Across these DEI and culture stories, Srivastava writes for an HR audience but keeps employees’ lived experience in view, focusing on what policy changes mean in practice for those inside organisations. She often frames culture conversations around accountability—who listens, who changes behaviour, and how success is measured—rather than generic commitments.

Strategic HR shifts, layoffs and performance management

Alongside health and culture, Srivastava covers hard‑edged HR developments such as layoffs, restructuring and performance policy changes. In a People Matters news report on the Los Angeles Times, she details how the publisher plans to cut 74 newsroom jobs in response to advertising declines, situating the decision within wider financial pressures in media and underscoring its impact on editorial staff. Her treatment of this story is firmly workplace‑focused, emphasising what the cuts mean for journalists’ jobs and newsroom capability rather than only the business headline.

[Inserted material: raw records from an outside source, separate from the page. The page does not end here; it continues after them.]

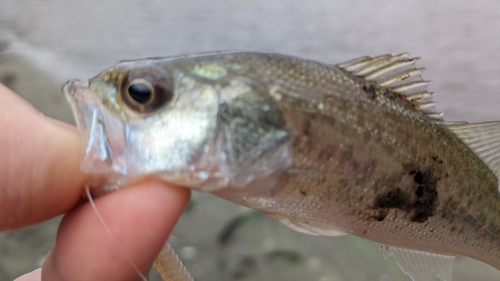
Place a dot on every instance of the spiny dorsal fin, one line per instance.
(483, 139)
(397, 73)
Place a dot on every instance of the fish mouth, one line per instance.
(91, 119)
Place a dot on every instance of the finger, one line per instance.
(140, 217)
(39, 165)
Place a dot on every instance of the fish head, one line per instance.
(164, 119)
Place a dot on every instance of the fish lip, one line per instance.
(89, 116)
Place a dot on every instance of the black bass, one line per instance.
(354, 148)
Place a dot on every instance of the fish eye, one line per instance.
(145, 90)
(140, 91)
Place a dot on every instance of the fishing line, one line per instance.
(127, 257)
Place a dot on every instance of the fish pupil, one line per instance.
(140, 92)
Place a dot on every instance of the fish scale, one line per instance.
(355, 148)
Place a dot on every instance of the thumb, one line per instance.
(140, 217)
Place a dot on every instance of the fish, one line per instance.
(352, 148)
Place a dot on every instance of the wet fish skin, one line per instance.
(313, 145)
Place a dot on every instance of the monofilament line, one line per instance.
(127, 257)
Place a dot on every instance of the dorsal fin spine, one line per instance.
(397, 73)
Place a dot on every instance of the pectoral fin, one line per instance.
(420, 266)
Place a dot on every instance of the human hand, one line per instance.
(40, 178)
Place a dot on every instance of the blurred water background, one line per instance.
(43, 43)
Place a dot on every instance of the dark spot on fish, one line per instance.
(228, 232)
(369, 90)
(392, 199)
(418, 199)
(418, 178)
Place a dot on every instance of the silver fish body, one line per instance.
(326, 149)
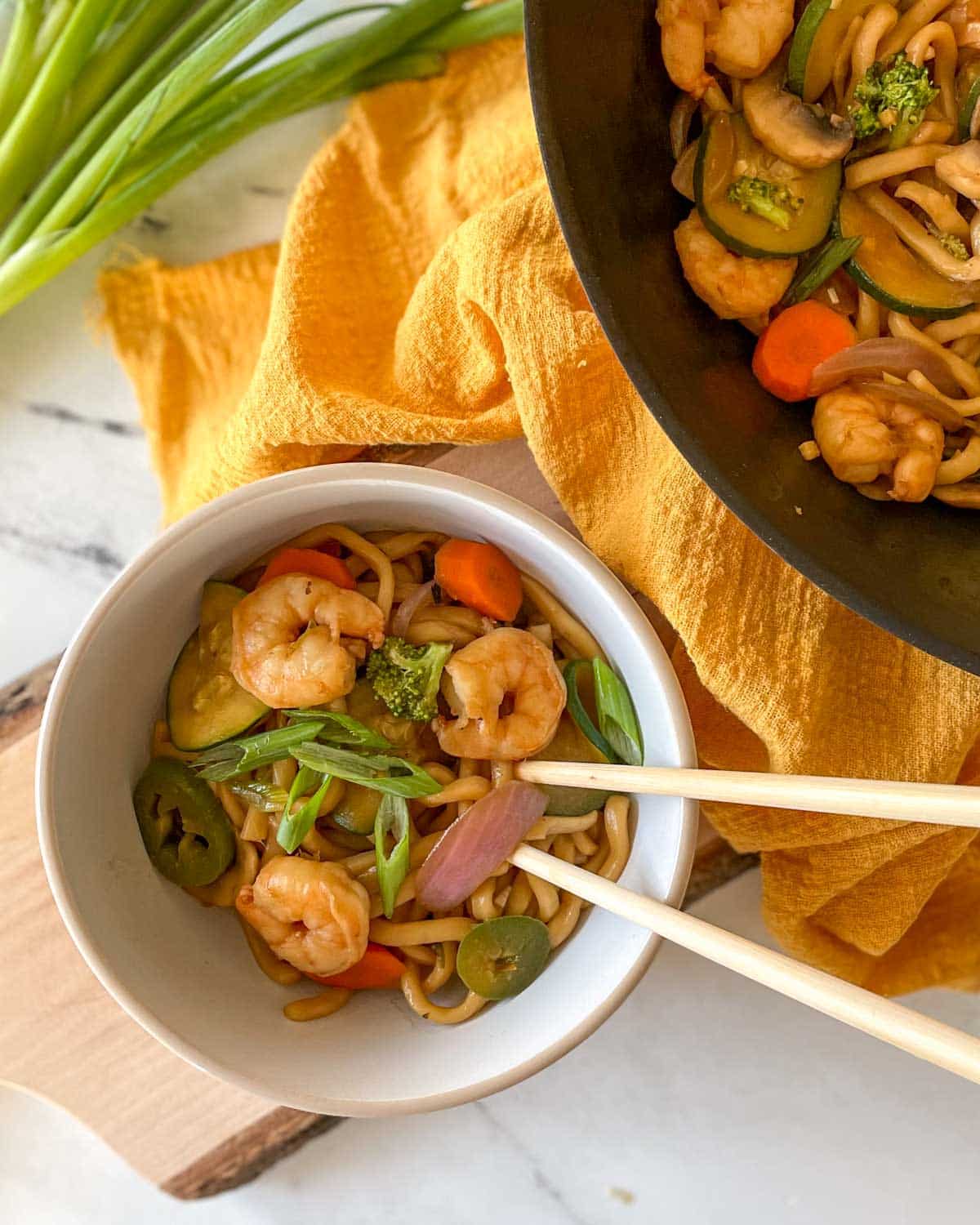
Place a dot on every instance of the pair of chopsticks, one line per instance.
(935, 803)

She also tracks shifts in performance management at major companies. One article on Microsoft explains a new approach that gives underperforming employees a stark choice between taking a severance package or staying on a performance improvement plan, noting that analysts view the move as part of a push toward a workforce made up of “top performers.” By highlighting how such policies are designed and what they signal about employer expectations, her coverage helps readers understand the human consequences of high‑performance cultures and restructuring decisions.

These pieces sit within People Matters’ strategic HR and business news streams, adding context on labour implications, morale and workforce planning rather than treating corporate announcements as purely financial events.

Editorial role and reporting style

Srivastava works on the editorial team at People Matters, where she leads coverage across HR trends, workplace innovation and people‑centric strategy. Her bylines span news, feature and blog formats, from short, time‑sensitive updates on layoffs and corporate HR moves to reflective essays on DEI, wellbeing and the future of work. The author page attached to her work emphasises expert insights and “innovative solutions for the daily challenges in human resources,” reflecting a remit that goes beyond reporting events to curating practical guidance for HR and business leaders.

Across this body of work she writes in clear, accessible language, grounding stories in developments within recognisable organisations and in research‑led insights where health and wellbeing are involved. Her prior experience in other newsrooms informs a style that combines straightforward news judgement with a focus on the people affected, whether the subject is micro‑breaks and productivity, inclusion strategies, or large‑scale layoffs. For communications teams, her sweet spot is where workforce health, HR policy and organisational change intersect.